Aurélien Siri : « Nous ne pouvons pas délier la formation et la recherche »

Le directeur du centre universitaire de formation et de recherche, Aurélien Siri, a été entendu par la délégation d’Outre-mer du Conseil économique, social et environnemental pour préparer un futur projet de loi sur la recherche dans les territoires ultramarins. L’occasion pour lui de mettre en lumière les bons points de son établissement qui monte en compétence depuis sa création en 2011.

Flash Infos : Vendredi, vous êtes intervenu auprès de la délégation d’Outre-mer du CESE dans le cadre de la contribution à la saisine gouvernementale : « le projet de loi de programmation pluriannuel de la recherche 2021-2030 de la section des activités économiques. » En quoi cet entretien consistait-il ?
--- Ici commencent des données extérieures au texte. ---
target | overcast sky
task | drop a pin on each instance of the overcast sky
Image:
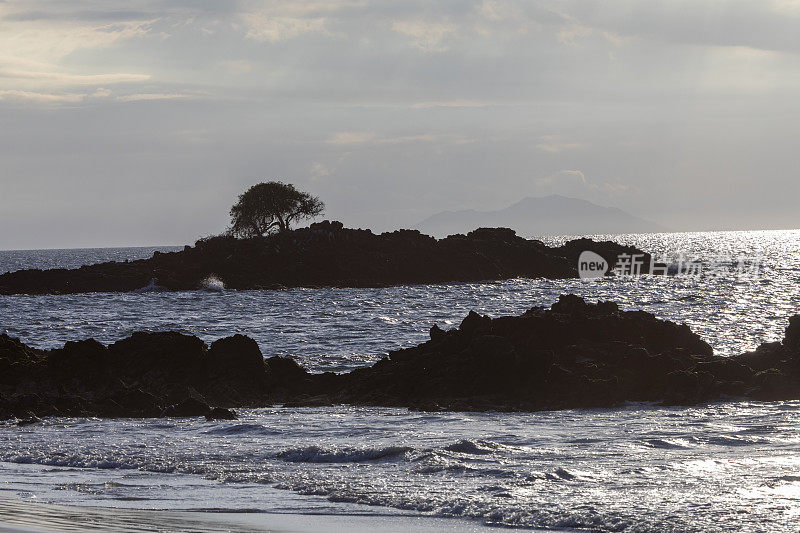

Aurélien Siri : Deux rapporteurs m’ont proposé cet entretien et m’ont interrogé sur l’Outre-mer, Mayotte et plus particulièrement le CUFR. Deux axes ont été abordés dans la discussion : « comment mieux inscrire les Outre-mer dans les priorités nationales de la recherche ? » et « comment territorialiser la recherche en Outre-mer en faisant ressortir des stratégies régionales, des financements orientés vers l’innovation en lien avec les besoins du territoire et une montée en puissance des incubateurs et des transferts de technologie ? » Dans ce cadre-là, j’ai expliqué que l’île aux parfums était face à une conjonction des risques (sanitaires, sismiques, cycloniques) et j’ai présenté le jeune établissement qu’est le centre universitaire et qui est en plein développement et en pleine croissance. Ce que ne sont pas les autres universités ultramarines, plus anciennes pour le coup. Au niveau des effectifs, nous avons un premier professeur des universités et trente-trois maîtres de conférence. En termes de recherche, nous n’avons pas encore atteint le rythme de croisière des autres territoires. J’ai insisté sur le fait qu’il fallait comparer ce qui est comparable.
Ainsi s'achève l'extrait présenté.